Brendon Burns Hasn't Heard of You Either
Note: This review is from 2013
There was a time, a simpler time, when winning the Perrier award could catapult a comedian into the big time. It’s been six years since Brendon Burns won its immediate successor, the clumsily titled if.comedy award, which might have increased his industry kudos, but has failed to make him a household name.
It’s this which he plays on in Brendon Burns Hasn't Heard of You Either. In previous Fringes he has made a running joke about the fact his fame is so low-level that he knows by name a large portion of the audience, and that idea’s not only repeated, but magnified by several factors here.
The backhanded compliment of being a comedians’ comedian is also examined, with some provocative jibes at the sort of act who doesn’t entertain actual punters, just the handful of other comedians at the back or the room, or the sort of comedy nerds who idolise Stewart Lee. Those die-hard anoraks get a bit of grief, too. The backlash to stand-ups who pander to their audience’s pretensions about ‘understanding’ comedy starts here. The irony, of course, is that this section’s funnier if you falls into that camp,too.

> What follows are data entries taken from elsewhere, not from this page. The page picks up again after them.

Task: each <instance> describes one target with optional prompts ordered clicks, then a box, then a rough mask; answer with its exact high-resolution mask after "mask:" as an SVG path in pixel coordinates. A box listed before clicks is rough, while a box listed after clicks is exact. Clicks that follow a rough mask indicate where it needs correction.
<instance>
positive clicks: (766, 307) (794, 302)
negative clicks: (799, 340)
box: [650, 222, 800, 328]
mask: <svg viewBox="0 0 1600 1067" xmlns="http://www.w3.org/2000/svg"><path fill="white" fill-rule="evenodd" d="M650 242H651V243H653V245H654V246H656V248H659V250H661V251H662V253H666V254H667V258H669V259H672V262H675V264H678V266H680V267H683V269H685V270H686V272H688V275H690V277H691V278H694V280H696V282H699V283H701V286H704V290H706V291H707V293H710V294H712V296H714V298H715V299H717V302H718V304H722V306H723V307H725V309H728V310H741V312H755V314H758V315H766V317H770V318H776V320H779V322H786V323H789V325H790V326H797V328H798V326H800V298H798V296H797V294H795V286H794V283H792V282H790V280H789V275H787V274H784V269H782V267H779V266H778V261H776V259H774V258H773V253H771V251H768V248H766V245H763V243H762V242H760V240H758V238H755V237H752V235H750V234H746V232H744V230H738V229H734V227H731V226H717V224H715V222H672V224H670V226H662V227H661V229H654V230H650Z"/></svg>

Burns has always been self-analytical on stage, and he’s come up with five reasons why his fanbase is so niche, including the fact that he’s too shouty for many people’s tastes. He recently found out why that is: he has had very limited hearing almost all his life, and only after getting a hearing aid did he realise the volume at which he’s been hollering.
His condition gives this show’s title a double meaning but also earned him a disabled person’s railcard. Which a perennial mischief-maker like Burns treats as a ‘get out of jail free’ card to include material of dubious ethics in his show. But the reprehensible story he recounts of visiting Las Vegas with fellow comic Barry Castagnola, who pretended to be mentally challenged, is pretty indefensible, whichever way you look at it.
That some people find him offensive is another reason Burns cites for his modest success. We’ve been here before, of course, with his show So I Suppose THIS Is Offensive Now. But before wiseguys like me point it out, another reason on Burns’s list of things holding him back is that he makes callbacks to previous shows – a fact which proves pivotal to the impact of this one. Although newcomers are not alienated, and will be surprised by what they witness, it really does help if you’ve watched his shows before.
Another key reason Burns quotes for his level of fame/obscurity is that ‘I suck on TV’, and after seeing a cringe-inducing appearance on ITV1’s Daybreak, when he made a pigs’ ear of defending Ricky Gervais’s ‘mong’ tweets, you would be hard-pressed to disagree. We spend quite a chunk of the show looking at a TV screen rather than what’s on stage, but the result is, ultimately, worth it.
That’s true of several segments throughout the hour, which seem amusing enough at the time, but have different significance in retrospect. It is a hour of Burns doing what he does best, a familiar landscape for his fans but also showing he’s not a comic who’s lost his ability to surprise.